I consider myself a relatively healthy person. I get 7 or 8 hours of good sleep a night. I eat consciously—by that I mean I’m not a strict dieter, but I generally make good choices. No doubt, I enjoy a good night out and a nice meal, but everything in moderation. Most weeks, I’m a 3-times a week exerciser and I walk the lengths of Manhattan every day. Simply put, I’m not extreme in either direction.
But lately I’ve been feeling sluggish. I haven’t been sleeping well and consequently have trouble getting up in the morning. Things haven’t been…regular (TMI?), and my appetite is all over the place—sometimes ravenous, sometimes totally disinterested in food. Just to quell the rumor mill: No, I’m not pregnant. (I’ve had a few people ask me.) So, why do I feel sapped of all my energy?

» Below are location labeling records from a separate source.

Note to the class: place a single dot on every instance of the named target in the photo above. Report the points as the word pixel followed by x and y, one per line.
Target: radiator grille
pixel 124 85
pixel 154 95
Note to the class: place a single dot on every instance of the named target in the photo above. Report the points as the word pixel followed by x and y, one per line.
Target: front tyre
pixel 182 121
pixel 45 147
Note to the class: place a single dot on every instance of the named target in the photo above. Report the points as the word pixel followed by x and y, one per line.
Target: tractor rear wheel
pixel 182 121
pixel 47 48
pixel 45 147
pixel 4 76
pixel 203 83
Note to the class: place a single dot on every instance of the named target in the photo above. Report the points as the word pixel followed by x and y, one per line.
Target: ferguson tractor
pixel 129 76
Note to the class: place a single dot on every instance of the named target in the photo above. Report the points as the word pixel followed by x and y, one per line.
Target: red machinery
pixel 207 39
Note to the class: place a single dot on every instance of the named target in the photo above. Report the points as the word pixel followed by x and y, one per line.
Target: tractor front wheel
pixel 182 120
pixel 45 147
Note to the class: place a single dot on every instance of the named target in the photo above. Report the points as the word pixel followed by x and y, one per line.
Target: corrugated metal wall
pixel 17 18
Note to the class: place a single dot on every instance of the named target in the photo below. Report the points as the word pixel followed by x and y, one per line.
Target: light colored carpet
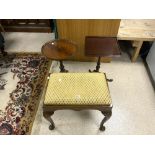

Recently, I had some of my dearest girlfriends visiting for a week. And of course, we ate, drank and were merry all seven days. My normal bedtime went straight out the window as we talked and laughed until the wee hours.
While my girls were here, my husband hasn’t. His well-deserved vacation couldn’t have come at a worse time—we’re moving! With Andy away, the task of apartment hunting, decision making, and lease signing was left to me.
As soon as my friends boarded their flight back to Europe, I boarded one to Haiti for a work trip. In Haiti, we have early mornings, late nights, and grueling car rides through the countryside. When I got home after that I all but collapsed. The weight of the previous weeks was finally taking its toll.
What I’ve learned is that these disruptions to my schedule and lifestyle have a significant impact on the way I think and feel. And if my life is making me feel like crap, clearly I need to make a change. So, I’ve decided to start a cleansing program. For the next few weeks, I’m cutting out caffeine, sugar, and alcohol (at least on the weeknights!). I’m getting rid of all those things that falsely keep me going when my body is too tired or too stressed to function. I’ll trying to eat only unprocessed whole foods, getting to bed early, and not allowing my work to drag into the evening.
I hope that in a few weeks I’ll be back to equilibrium. Because when I’m not feeling good, life is not as good. And I want life to be good!